In this example, we use np.where to find the indices where elements in the array are greater than 4. Then, we use these indices to replace those elements with 0. This allows us to selectively modify elements in the array based on a condition.

In [10]:
# Example 3 - breaking (to illustrate when it breaks)
arr = np.array([0.1, 0.2, 0.3, 0.4, 0.5])

index = np.where(arr == 0.3)

print(index)

(array([2], dtype=int64),)



``np.where`` is a versatile function that works well in a wide range of scenarios, but there are situations where it may not give the expected results or can be considered "broken" in the sense that it might not provide the desired outcome. One common scenario where np.where might not work as expected is when dealing with floating-point numbers and issues related to precision and equality checks. An example is given above.

You should use the np.where function in NumPy when you need to locate specific elements in a NumPy array based on a certain condition and retrieve their indices. np.where is a versatile tool that is particularly useful in various data manipulation, analysis, and filtering tasks. Here are some common scenarios where you would use np.where:

* Filtering Data: You can use np.where to filter elements in an array based on a condition. For example, you can extract all values greater than a certain threshold or within a specific range.
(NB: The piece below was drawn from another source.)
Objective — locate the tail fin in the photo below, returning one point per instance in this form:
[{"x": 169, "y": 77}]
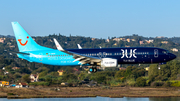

* Finding Indices: When you need to know the indices of elements that meet a particular condition, np.where provides these indices efficiently.

* Replacing Values: You can use np.where to selectively replace values in an array based on a condition. This is useful for data cleaning or data transformation tasks.

* Boolean Masking: Creating a Boolean mask for indexing arrays. It helps you select elements from one array based on the condition defined in another array.

* Conditional Operations: When you want to perform different operations on elements of an array based on a condition, np.where can help you choose which operation to apply.

## Function 4 - np.reshape

```np.reshape``` is a NumPy function that allows you to change the shape or dimensions of a NumPy array without modifying its data. It's a powerful tool for rearranging data within an array to meet specific requirements.

In [11]:
# Example 1 - working
arr = np.arange(12)

reshaped_arr = np.reshape(arr, (3, 4))

print(reshaped_arr)

[[ 0  1  2  3]
 [ 4  5  6  7]
 [ 8  9 10 11]]


In this example, we start with a 1D array arr containing 12 elements. Using np.reshape, we transform it into a 3x4 2D array. The reshaped array has three rows and four columns.

In [12]:
# Example 2 - working
arr = np.array([[1, 2, 3],
                [4, 5, 6]])

reshaped_arr = np.reshape(arr, (6,))

print(reshaped_arr)

[1 2 3 4 5 6]


In this example, we start with a 2D array arr, and we use np.reshape to flatten it into a 1D array. The reshaped array has a single dimension with all the elements from the original array.

In [13]:
# Example 3 - breaking (to illustrate when it breaks)
arr = np.arange(10)

reshaped_arr = np.reshape(arr, (3, 4))

print(reshaped_arr)

ValueError: cannot reshape array of size 10 into shape (3,4)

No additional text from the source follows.